Since the advent of companies and other possible estate ownership vehicles, it has become more feasible to have more than one owner while avoiding fragmentation. This approach uses the company to keep the estate together under a unified management and strategy, while the wealth may be divided among family members through them having shares. Again, complementary strategies are needed, the main emphasis being to ensure that the shareholders are all pulling the business in the same direction. Sometimes the answer lies in buying out dissenting interests, but more often clear and regular communication of the estate’s strategy, values and purpose with all generations can mitigate the risk.
In both cases, protecting against unforeseen fragmentation, such as divorce, is increasingly being considered. Pre-nuptial agreements as well as family constitutions and ‘bad-leaver’ provisions are all now considered viable options to mitigate the risk of a family splitting up the estate.
Financing inevitable tax liabilities is yet another challenge for estates. Where tax exposures can be identified and communicated with principals and management as soon as possible, the modern estate can look to diversify – for example into tourism, energy, natural capital and other sectors – and/or sell parts of its non-core portfolio to prepare for an inheritance tax event. To supplement these strategies, estates can explore borrowing options, which can often be privately raised on excellent terms.

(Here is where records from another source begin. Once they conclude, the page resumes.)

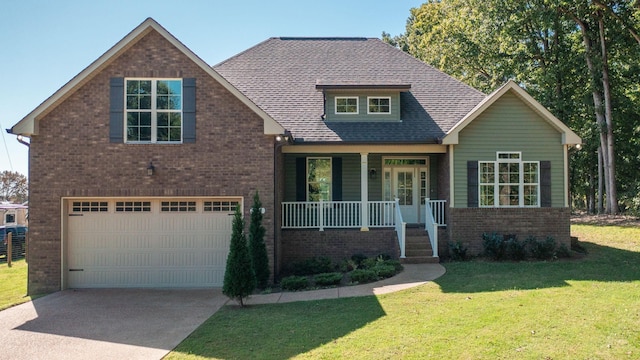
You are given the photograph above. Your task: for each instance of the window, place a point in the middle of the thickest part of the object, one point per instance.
(220, 206)
(318, 179)
(153, 111)
(379, 105)
(509, 181)
(178, 206)
(346, 105)
(89, 206)
(133, 206)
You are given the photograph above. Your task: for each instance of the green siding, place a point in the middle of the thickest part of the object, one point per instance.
(362, 107)
(350, 175)
(509, 125)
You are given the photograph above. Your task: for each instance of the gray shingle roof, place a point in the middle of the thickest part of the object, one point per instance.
(280, 76)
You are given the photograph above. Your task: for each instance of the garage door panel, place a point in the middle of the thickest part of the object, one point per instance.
(148, 249)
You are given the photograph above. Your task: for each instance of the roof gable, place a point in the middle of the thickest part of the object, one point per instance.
(568, 136)
(287, 77)
(29, 124)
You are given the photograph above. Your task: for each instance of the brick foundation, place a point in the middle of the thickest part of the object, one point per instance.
(468, 224)
(337, 244)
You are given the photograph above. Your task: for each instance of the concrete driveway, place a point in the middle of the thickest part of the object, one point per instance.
(105, 323)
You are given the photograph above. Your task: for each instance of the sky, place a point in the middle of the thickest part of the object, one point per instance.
(44, 44)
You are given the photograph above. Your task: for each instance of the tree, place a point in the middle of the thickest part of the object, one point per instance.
(13, 187)
(257, 247)
(577, 58)
(239, 277)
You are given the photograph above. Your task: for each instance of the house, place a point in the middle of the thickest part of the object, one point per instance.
(353, 146)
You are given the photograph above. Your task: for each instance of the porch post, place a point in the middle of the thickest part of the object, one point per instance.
(364, 191)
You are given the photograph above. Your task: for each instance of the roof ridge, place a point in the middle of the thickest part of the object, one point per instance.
(343, 38)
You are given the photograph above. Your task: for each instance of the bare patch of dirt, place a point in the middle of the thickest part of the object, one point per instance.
(604, 220)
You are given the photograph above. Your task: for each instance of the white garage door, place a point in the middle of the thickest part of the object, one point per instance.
(160, 243)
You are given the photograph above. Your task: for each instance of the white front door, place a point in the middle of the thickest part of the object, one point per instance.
(408, 183)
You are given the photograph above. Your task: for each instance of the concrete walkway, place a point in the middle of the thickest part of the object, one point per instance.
(144, 324)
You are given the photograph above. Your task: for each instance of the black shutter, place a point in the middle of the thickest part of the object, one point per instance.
(301, 179)
(545, 183)
(472, 184)
(336, 178)
(189, 110)
(116, 110)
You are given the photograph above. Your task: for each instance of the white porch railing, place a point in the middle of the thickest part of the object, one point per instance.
(348, 214)
(431, 226)
(438, 211)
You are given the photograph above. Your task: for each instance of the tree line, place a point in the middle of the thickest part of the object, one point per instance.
(579, 58)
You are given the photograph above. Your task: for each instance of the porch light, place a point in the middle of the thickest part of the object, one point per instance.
(150, 168)
(286, 137)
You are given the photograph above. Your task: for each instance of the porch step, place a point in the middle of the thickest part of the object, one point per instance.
(420, 260)
(418, 248)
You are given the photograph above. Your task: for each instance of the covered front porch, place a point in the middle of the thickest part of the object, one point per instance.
(365, 188)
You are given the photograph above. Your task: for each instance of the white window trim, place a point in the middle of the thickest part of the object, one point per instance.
(378, 97)
(496, 183)
(154, 111)
(307, 175)
(335, 105)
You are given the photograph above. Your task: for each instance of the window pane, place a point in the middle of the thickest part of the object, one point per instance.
(379, 105)
(487, 173)
(530, 173)
(530, 195)
(509, 195)
(347, 105)
(486, 195)
(163, 119)
(145, 102)
(132, 102)
(319, 179)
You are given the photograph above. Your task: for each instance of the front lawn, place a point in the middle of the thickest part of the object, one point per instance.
(13, 283)
(569, 309)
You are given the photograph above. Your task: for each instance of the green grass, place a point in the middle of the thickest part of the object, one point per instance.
(13, 284)
(585, 308)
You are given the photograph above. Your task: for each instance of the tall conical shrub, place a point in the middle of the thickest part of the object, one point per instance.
(239, 277)
(257, 247)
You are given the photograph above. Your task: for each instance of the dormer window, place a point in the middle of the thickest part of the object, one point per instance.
(379, 105)
(347, 105)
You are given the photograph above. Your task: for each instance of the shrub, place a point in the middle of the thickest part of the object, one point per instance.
(515, 249)
(358, 258)
(563, 252)
(239, 277)
(541, 249)
(457, 251)
(368, 263)
(328, 279)
(493, 245)
(257, 247)
(294, 283)
(311, 266)
(348, 265)
(384, 270)
(363, 275)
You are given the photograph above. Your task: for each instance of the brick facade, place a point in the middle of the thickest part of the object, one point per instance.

From a tax perspective, even minor changes to key tax reliefs (such as Agricultural Property Relief "APR" and Business Property Relief “BPR”) could have a significant effect on estates. But appropriate planning can help mitigate the impact of such changes. One simplistic yet effective way to manage modern threats is via a risk register, detailing each possible and actual risk to the estate, its likelihood and its potential impact. If regularly reviewed and updated, this risk register can become an essential tool to help an estate be more future focused.
Serving all stakeholders
A key challenge for all businesses is staying alive to modernisation and societal change. This is made significantly more difficult for estates, many of which are so intrinsically linked with the past.
An estate, like any business that wants to thrive, must realise the needs of all its stakeholders and respond accordingly, from the owning family through to the community that live and work on and around its property. Positive engagement with tenants and local communities can ensure that an estate remains a key part of the community.
In recent years, this has often manifested in the estate’s team being at the heart of local business initiatives – helping to boost the footfall and perception of parts of their portfolio, providing land for public use and facilitating upgrades to telecommunication equipment. Successes should be celebrated and many estates use social media as a cost-effective way of communicating these with stakeholders.
To efficiently and effectively meet the needs of stakeholders, planning is key. Serving all stakeholders is often expensive and time consuming, but mapping their needs and impact on the estate and using this information to shape management decisions can help to ensure that costs are best allocated.